SHERIFF ALLMAN was given the go-ahead on Tuesday on a 3-2 vote by the Board of Supervisors to work with a TV production outfit called Studio Lambert to produce a six-part TV reality show mini-series on the Mendocino County Sheriff’s department’s efforts to keep marijuana trespass and National Forest grows at bay. Allman said he hopes that the production will help neutralize the image that Mendo has developed in recent years as a pot-friendly county by showing pot raiders at work pulling up plants and cleaning up dirty grow sites — maybe even arresting a few Mexican garden tenders. Supervisors John McCowen and Carre Brown were cautiously supportive, expressing no serious problem with the documentarians pointing their cameras at Allman and Crew. Supervisors Dan Hamburg and Kendall Smith were skeptical, saying that Allman has no guarantee of what the final product will look like, with Hamburg denouncing the reality show idea as “phony news” and “docudrama,” as if that’s not what most of it video news already is. Supervisor John Pinches, calling himself the swing vote on the question, reluctantly gave a thumbs up primarily because Sheriff Allman wanted to do it. However, Studio Lambert’s track record isn’t exactly up to Edward R. Murrow standards. Previously they’ve produced shows entitled “Wife Swap” and “Undercover Boss” — hardly real documentaries. We expect the show will mirror the Fox News Show “Cops” with interviews with pot raiders on their way to a garden and films of the possible interaction between cops and growers. The trouble with these projects is they focus on the sensational aspects of the pot world, not the “after-action” world of lawyers, bureaucrats, trials, judges, juries, convicts and verdicts. Maybe if the producers come up with new versions of “Let’s Make A Deal: Plea Bargain Swaps in Mendo,” or “Undercover Narc,” we’d get a more documentary style view of the subject. As it is, it’s basically just a video version of a news reporter ride-along which is a common aspect of local reporting.

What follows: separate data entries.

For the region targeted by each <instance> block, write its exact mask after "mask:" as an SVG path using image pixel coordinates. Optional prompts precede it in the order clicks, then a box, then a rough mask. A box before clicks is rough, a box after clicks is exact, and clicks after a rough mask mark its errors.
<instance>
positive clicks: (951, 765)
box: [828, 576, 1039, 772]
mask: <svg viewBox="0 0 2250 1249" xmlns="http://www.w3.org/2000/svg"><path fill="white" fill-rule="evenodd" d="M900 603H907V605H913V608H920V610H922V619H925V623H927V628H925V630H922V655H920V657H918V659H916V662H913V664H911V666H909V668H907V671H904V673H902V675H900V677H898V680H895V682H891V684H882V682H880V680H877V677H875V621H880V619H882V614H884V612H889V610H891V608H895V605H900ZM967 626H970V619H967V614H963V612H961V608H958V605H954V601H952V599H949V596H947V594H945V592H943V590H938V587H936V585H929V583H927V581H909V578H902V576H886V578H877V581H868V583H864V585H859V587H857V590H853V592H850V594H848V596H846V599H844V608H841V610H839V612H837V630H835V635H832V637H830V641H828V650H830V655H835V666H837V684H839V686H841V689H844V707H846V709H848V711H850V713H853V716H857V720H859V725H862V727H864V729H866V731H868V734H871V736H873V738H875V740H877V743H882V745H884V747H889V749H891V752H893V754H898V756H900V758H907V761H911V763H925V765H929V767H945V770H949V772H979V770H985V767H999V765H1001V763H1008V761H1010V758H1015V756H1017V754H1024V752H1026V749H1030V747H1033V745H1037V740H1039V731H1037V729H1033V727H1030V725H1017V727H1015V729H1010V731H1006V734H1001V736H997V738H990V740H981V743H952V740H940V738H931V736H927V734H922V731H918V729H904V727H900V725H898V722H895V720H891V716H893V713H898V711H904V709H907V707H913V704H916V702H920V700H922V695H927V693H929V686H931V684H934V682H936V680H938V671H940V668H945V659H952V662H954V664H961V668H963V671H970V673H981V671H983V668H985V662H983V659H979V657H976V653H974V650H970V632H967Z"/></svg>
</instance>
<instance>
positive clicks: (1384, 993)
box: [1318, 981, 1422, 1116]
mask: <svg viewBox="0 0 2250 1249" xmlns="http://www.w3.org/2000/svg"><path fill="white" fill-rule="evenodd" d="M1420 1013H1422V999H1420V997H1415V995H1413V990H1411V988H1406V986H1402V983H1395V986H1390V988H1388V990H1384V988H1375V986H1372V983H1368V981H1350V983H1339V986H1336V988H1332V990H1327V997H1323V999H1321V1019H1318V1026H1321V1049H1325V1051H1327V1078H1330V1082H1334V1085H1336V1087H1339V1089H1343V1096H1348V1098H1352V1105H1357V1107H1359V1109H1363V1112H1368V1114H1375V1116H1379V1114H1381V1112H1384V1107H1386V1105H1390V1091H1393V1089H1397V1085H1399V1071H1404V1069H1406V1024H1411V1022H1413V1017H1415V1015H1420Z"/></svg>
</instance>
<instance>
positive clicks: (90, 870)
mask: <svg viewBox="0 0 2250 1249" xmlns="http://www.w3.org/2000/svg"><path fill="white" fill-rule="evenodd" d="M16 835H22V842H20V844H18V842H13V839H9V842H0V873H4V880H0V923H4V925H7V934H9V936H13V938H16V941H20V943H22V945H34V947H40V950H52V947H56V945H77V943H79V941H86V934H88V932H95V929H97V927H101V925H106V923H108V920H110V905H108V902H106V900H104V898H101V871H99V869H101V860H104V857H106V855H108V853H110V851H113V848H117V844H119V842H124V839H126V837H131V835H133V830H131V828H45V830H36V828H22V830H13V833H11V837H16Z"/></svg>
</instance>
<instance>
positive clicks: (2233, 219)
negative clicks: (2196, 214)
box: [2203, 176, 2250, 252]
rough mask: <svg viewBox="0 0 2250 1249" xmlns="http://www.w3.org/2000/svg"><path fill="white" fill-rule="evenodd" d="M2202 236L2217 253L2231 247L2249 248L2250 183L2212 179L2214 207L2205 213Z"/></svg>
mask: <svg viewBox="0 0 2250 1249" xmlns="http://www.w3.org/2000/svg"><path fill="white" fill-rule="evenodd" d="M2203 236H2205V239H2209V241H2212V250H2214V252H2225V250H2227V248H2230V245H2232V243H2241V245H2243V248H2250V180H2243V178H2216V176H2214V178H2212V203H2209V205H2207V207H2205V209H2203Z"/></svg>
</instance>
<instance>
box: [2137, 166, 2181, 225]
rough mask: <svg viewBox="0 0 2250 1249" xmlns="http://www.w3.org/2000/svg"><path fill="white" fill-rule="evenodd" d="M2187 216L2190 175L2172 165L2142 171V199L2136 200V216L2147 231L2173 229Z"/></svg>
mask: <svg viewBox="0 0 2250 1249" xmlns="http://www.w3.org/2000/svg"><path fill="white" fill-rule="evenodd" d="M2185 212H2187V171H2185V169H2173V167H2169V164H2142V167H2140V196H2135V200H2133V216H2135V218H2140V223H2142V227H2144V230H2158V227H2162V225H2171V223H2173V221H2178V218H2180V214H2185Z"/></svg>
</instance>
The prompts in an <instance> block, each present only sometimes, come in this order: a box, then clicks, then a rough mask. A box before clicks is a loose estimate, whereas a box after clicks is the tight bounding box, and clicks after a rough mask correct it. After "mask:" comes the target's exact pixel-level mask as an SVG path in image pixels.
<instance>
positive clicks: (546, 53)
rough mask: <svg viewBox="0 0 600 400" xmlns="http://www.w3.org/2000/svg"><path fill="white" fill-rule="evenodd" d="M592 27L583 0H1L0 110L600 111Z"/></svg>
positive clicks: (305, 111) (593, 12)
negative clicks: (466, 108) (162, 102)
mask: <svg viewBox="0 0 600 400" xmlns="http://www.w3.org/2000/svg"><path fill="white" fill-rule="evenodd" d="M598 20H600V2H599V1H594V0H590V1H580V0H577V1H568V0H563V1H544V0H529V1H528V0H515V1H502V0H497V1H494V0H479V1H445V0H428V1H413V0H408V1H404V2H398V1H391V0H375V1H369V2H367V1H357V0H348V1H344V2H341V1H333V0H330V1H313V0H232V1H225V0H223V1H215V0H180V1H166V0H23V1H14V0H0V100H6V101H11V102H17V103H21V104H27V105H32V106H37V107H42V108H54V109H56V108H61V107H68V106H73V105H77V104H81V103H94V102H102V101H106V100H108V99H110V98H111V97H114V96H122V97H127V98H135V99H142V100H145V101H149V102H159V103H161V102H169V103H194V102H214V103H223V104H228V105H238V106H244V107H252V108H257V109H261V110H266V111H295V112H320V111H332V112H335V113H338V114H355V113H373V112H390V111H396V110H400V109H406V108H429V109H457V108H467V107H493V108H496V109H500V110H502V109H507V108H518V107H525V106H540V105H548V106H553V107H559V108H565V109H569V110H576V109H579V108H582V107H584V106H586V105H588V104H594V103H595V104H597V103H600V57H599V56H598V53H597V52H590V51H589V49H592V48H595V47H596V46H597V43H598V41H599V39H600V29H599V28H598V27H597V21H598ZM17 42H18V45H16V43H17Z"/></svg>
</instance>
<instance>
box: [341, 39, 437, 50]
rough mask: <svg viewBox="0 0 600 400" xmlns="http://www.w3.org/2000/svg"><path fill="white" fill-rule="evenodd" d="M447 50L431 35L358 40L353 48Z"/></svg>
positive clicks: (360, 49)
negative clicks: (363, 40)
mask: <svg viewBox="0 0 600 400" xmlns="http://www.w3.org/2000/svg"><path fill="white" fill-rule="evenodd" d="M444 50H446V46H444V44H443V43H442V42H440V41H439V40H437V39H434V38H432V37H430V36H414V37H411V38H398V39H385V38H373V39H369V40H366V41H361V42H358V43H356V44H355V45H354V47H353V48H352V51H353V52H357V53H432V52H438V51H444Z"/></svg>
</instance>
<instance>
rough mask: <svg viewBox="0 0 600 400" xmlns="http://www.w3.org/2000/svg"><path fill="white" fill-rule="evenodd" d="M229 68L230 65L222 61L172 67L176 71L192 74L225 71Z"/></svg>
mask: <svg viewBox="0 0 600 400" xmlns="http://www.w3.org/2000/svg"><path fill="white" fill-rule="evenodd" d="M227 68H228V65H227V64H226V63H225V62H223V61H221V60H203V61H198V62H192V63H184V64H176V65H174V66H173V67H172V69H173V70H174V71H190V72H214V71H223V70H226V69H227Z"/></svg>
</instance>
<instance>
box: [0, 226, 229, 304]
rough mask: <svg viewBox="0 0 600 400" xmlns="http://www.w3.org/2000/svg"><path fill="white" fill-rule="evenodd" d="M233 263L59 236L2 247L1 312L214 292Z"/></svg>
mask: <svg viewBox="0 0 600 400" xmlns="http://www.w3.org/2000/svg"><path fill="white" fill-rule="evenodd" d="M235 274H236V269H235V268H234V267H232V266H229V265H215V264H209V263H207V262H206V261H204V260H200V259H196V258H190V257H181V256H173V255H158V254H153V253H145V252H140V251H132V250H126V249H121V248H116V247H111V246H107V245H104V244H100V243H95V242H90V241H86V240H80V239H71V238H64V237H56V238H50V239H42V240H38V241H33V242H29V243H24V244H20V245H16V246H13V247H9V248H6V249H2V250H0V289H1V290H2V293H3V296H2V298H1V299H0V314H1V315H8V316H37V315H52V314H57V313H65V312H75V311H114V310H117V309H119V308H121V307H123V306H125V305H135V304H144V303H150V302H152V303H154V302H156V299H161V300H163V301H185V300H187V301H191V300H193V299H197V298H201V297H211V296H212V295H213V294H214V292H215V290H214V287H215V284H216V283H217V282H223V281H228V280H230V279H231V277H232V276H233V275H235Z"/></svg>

QUOTE OF THE WEEK 1, from Andrew Blum, author of “Tubes.” “I have confirmed with my own eyes that the internet is many things, in many places. But one thing it most certainly is, nearly everywhere, is, in fact, a series of tubes. There are tubes beneath the ocean that connect London and New York. There are tubes that connect Google and Facebook. There are buildings filled with tubes, and hundreds of thousands of miles of roads and railroad tracks, besides which lie tubes. Everything you do on-line travels through a tube.”
QUOTE OF THE WEEK 2, from Mr. Blum: “I'd feel better about outsourcing my life to machines if I could at least know where they were, who controls them, and who put them there. The great global scourges of modern life are always made worse by not knowing.”
QUOTE OF THE WEEK 3, from Mr. Blum: “Google made me feel like a schoolkid. This was the company that arguably knows most about us, but it was being most secretive itself. (Blum said this when he visited Google’s big server farm way out in the desert in central Oregon.)